Appendix Three: Recommendations from the Mesh Survivors Group

  • Consider postponing all non-urgent highly-complex 'total' mesh removal surgery for women with chronic pain until our surgeons are trained by the US surgeons who are more experienced in this type of surgery, e.g. Dr Veronikis, and obtain high patient satisfaction. We urge government officials to invite this surgeon, or an equally skilled one, to train our surgeons, shorten the learning curve and provide leadership on mesh removal surgery in Scotland.
  • Stop partial mesh removal surgery in local units. Women presenting with chronic pain, including pain during sexual intercourse, require total removal of the mesh device. All women presenting with mesh complications must be discussed at national MDT. Total removal surgery must be the default procedure and must be performed only at an expert mesh centre by at least two expert mesh removal surgeons e.g. a gynaecologist and urologist.
  • Facilitate second opinion from another unit in the UK or overseas - a reciprocal agreement. Women should not feel compelled to go to a particular mesh centre or particular surgeons, especially if they were the implanting surgeons in the first place and there are trust issues. Empathy and compassion are essential.
  • Develop and implement national patient care / treatment pathways for mesh injured women to include the following:
    • Focus the resources of physiotherapy and pain clinic interventions to take place after, better than before, total mesh removal surgery. Rehabilitation of the pelvic floor by physiotherapists and addressing any residual pelvic pain by anaesthetists may be useful after the offending device is removed. It is not fair to judge the success of such interventions when the pain-inducing mesh device is still in place.
    • Translabial ultrasound should be made available at the national mesh expert centre and the MDT should include a radiologist to help the surgeons decide whether the scan will be useful for individual patients.
    • Invite a rheumatologist to be part of the wider MDT. There are many mesh-injured women reporting/experiencing symptoms highly suggestive of autoimmune diseases. Rheumatologists would decide what tests to identify inflammatory markers and whether to compare the results before and after removal surgery.
    • Develop and implement a Patient Decision Aid (PDA) that describes all treatment options for mesh-injured women and inform and help women to make the difficult decision of whether or not to undergo surgery, based on what is important for them. The PDA should be agreed and signed by patient and regional MDT.
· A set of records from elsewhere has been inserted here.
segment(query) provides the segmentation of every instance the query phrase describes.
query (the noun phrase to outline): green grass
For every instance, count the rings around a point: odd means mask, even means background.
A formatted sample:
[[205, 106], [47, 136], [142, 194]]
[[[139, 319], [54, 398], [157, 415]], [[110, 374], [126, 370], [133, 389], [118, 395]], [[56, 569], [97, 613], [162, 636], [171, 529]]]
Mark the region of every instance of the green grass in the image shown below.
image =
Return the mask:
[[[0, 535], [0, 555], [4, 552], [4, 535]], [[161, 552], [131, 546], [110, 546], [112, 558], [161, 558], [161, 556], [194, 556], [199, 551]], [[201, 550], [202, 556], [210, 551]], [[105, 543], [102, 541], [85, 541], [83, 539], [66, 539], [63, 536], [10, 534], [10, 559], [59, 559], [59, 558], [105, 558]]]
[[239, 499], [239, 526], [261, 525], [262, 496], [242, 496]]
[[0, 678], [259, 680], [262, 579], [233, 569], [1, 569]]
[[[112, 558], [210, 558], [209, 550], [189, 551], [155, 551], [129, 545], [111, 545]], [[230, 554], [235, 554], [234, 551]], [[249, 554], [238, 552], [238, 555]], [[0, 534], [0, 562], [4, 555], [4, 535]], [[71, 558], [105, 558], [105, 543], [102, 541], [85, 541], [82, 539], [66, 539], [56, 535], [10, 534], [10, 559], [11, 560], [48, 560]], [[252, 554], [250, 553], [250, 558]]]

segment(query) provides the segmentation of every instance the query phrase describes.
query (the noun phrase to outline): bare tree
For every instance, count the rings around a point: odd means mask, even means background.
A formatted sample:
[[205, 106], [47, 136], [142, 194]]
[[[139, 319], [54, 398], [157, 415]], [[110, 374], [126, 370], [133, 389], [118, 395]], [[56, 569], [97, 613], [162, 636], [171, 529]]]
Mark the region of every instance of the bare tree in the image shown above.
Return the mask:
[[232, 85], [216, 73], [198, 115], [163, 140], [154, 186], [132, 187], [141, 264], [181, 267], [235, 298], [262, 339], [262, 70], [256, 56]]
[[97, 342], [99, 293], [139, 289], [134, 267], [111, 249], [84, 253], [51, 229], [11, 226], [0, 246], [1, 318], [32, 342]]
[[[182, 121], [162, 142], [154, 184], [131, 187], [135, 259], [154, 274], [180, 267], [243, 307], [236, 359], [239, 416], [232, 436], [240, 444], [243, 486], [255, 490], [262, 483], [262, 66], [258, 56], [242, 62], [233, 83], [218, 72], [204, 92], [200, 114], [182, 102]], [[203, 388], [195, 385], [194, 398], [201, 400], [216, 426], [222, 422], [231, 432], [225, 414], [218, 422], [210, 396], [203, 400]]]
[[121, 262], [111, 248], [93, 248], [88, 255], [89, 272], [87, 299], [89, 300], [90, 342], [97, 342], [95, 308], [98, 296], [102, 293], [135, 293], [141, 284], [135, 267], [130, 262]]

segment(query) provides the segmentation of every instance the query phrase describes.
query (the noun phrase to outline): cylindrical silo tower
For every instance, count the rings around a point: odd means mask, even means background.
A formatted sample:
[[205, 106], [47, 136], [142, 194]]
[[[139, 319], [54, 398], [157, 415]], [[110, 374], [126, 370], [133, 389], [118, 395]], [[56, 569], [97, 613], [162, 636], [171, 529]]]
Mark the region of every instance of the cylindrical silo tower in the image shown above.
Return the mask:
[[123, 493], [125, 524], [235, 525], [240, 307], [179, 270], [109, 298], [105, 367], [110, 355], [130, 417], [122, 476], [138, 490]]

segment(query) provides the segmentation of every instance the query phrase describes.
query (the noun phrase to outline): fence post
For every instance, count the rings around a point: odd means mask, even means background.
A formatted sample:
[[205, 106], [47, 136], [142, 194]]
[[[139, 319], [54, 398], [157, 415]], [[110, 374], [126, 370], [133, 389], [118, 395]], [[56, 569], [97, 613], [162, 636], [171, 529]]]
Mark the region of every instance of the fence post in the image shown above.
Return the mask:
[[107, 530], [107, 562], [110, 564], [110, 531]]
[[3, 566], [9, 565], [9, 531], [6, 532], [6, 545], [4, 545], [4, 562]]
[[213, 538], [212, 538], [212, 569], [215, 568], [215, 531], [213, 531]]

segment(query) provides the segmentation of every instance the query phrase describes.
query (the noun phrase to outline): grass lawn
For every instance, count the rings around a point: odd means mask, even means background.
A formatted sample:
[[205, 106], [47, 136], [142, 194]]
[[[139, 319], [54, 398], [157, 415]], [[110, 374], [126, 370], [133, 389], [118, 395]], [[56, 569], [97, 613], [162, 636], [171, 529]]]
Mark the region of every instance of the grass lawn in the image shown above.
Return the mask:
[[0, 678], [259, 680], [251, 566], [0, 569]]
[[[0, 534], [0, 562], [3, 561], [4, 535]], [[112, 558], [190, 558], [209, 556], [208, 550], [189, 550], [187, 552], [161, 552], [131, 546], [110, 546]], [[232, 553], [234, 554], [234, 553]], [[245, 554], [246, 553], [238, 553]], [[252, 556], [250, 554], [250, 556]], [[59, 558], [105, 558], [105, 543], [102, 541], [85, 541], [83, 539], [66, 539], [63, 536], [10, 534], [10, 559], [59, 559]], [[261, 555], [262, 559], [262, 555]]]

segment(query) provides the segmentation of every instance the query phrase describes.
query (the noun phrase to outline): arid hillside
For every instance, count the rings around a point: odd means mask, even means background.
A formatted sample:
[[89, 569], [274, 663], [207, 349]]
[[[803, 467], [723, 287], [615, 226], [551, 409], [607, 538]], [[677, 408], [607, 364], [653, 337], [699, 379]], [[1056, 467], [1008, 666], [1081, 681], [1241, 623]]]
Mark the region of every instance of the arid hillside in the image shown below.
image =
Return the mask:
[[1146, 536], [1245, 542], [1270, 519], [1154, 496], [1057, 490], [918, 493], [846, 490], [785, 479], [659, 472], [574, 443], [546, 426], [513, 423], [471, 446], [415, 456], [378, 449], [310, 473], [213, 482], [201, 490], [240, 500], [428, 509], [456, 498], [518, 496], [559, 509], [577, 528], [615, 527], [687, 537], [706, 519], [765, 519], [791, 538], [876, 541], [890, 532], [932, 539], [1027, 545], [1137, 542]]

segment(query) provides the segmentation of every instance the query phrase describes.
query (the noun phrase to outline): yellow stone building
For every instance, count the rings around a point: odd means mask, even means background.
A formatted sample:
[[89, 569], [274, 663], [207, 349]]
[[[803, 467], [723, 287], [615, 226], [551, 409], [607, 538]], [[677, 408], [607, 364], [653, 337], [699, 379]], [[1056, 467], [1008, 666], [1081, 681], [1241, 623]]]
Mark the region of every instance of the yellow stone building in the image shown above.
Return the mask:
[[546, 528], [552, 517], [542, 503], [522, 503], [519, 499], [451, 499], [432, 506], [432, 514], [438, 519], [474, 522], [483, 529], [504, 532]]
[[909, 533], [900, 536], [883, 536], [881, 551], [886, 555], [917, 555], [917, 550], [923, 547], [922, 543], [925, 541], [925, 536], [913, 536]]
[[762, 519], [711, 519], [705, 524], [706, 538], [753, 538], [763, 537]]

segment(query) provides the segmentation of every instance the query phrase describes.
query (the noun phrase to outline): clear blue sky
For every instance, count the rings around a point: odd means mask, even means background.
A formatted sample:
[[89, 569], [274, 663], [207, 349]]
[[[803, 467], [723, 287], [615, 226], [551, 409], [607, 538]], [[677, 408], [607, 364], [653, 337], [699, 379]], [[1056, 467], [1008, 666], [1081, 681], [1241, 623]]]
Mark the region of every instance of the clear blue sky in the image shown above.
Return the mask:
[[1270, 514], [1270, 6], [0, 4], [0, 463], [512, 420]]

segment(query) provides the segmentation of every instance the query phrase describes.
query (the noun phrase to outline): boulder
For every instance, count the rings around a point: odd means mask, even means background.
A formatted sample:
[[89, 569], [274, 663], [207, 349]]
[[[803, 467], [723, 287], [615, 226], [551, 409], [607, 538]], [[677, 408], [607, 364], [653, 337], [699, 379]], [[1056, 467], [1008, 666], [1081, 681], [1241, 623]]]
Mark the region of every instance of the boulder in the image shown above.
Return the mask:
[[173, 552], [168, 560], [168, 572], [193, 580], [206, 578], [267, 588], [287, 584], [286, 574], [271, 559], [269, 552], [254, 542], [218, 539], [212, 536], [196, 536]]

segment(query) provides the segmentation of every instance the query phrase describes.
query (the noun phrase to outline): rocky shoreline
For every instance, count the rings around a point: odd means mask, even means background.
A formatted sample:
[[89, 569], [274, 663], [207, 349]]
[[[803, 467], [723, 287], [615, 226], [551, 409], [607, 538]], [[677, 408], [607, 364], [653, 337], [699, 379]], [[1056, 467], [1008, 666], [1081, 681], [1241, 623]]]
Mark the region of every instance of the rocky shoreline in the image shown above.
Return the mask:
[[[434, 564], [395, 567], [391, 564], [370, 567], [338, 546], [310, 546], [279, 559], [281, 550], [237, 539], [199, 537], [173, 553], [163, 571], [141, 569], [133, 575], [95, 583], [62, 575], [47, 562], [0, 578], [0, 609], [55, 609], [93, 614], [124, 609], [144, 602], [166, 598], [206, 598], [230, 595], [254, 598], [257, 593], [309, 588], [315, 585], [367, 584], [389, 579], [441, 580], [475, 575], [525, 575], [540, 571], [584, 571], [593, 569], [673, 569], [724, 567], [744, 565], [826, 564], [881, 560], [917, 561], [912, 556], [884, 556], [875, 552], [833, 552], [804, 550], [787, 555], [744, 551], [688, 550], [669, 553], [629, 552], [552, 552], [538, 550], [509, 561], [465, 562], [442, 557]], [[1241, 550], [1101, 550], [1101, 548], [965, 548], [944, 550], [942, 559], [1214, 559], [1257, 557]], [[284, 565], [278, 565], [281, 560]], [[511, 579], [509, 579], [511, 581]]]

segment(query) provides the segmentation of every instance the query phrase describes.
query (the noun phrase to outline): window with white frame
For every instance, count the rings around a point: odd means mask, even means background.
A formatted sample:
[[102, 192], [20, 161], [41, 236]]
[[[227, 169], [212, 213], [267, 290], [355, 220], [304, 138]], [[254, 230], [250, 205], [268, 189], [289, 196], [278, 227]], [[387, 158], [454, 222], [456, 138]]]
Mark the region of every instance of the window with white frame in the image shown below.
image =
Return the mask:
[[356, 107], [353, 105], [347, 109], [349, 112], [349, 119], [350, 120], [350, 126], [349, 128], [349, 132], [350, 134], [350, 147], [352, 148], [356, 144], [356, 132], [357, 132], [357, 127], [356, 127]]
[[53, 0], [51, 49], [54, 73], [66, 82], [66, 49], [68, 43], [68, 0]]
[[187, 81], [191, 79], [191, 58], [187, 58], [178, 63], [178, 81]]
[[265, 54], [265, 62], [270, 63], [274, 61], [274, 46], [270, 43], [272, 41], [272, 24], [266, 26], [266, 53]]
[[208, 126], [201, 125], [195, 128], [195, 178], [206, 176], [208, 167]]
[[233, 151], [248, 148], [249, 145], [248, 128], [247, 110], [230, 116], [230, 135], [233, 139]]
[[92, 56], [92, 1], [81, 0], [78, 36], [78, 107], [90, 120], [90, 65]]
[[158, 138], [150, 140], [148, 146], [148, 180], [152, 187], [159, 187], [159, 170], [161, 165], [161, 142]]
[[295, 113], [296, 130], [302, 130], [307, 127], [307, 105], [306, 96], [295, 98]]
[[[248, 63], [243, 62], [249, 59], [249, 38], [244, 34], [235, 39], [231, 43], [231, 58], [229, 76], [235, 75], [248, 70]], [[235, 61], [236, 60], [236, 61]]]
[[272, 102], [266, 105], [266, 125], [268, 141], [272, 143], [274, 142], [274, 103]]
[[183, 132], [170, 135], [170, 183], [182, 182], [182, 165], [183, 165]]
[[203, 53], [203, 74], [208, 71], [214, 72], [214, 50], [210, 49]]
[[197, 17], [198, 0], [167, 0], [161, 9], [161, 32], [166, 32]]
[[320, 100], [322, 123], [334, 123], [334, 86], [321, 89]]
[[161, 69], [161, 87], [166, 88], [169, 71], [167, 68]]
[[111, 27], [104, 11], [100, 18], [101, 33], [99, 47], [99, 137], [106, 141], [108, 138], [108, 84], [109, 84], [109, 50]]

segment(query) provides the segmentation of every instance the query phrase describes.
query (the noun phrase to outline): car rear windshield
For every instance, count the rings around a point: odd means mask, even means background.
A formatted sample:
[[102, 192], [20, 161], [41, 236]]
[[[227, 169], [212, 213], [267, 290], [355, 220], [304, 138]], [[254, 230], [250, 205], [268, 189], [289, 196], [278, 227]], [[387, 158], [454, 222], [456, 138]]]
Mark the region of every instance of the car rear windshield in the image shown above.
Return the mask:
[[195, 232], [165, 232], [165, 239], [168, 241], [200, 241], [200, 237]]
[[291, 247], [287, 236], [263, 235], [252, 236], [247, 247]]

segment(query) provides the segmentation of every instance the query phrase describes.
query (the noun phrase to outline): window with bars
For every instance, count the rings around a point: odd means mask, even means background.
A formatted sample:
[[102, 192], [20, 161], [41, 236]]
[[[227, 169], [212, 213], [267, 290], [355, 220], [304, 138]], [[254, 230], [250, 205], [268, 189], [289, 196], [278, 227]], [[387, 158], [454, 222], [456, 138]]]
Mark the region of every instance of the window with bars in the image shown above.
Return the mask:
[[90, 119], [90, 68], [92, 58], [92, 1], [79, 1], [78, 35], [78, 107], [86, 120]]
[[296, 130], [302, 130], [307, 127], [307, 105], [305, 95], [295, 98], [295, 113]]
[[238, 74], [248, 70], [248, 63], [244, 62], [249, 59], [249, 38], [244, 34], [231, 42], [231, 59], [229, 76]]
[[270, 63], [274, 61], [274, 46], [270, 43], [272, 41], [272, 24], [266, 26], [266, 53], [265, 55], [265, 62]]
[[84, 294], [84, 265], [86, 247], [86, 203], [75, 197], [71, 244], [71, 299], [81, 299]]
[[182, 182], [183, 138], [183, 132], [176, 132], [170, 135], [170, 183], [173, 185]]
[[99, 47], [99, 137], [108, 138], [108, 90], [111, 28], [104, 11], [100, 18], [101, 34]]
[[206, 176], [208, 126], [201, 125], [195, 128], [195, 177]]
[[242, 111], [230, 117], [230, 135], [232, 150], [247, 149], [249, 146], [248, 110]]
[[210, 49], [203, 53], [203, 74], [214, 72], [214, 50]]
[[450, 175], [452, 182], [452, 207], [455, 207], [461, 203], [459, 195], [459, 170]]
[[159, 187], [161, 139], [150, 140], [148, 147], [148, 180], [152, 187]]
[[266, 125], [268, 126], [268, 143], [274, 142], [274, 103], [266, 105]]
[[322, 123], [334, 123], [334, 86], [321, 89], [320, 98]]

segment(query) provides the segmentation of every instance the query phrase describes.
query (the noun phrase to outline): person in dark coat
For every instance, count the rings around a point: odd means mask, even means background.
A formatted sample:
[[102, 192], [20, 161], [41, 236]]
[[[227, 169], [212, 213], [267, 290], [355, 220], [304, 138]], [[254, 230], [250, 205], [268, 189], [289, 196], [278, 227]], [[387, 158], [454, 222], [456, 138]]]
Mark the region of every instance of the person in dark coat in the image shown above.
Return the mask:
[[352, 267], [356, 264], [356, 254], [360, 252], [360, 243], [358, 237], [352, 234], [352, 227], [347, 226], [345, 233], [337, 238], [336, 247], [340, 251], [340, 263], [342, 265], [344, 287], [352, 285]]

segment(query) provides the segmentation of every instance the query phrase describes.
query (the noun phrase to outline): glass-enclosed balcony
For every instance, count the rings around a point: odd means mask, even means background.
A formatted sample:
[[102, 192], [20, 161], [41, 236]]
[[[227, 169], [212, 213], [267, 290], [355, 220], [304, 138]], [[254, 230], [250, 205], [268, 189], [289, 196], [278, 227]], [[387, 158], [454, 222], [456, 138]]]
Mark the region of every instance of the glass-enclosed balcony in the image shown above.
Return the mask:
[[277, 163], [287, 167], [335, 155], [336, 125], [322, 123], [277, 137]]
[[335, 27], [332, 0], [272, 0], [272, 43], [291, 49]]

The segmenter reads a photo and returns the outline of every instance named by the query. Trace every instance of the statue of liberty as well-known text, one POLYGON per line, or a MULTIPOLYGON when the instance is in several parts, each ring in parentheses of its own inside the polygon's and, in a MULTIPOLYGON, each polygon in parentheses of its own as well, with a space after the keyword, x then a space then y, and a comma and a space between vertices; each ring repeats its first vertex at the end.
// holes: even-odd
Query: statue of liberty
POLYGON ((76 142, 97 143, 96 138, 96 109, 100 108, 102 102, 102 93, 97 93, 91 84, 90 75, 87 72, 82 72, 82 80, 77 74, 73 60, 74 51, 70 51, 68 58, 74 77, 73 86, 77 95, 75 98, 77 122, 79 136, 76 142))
    • Total (rather than partial) mesh removal must be the routine procedure for women who choose surgery. The MDT should justify why a patient would receive a partial rather than a total removal. Partial mesh removal does not resolve pain and it makes future full removal more difficult and almost impossible in some cases.
    • Mandate a photograph of the mesh explant, next to a ruler and with the patient name, hospital number and a date stamp. Patients must be given a copy of the photograph.
    • Patient follow up review at six months (or earlier if necessary) after presenting with mesh complications in clinic and six monthly checks on their health thereafter, for as long as they still have mesh in their body. Telephone consultation may be appropriate if mutually agreeable.
    • Mandate the use of a national database to record the details of the mesh removal surgery, report adverse events to MHRA and audit the outcome in patients' own terms of success and failures. In the interests of transparency, mandate the publication of the results and outcomes of mesh removal surgery on a regular basis.
  • Facilitate psychological support for the mesh-injured women, including Counselling and Cognitive Behavioural Therapy (CBT). The traumatic impact of chronic pain and loss of function has been described as similar to Post-Traumatic Stress Disorders (PTSD).
  • Raise awareness among social care professionals that pelvic mesh complications can be a direct cause of serious disability and provide adequate and timely social support, during initial assessment and subsequent decisions.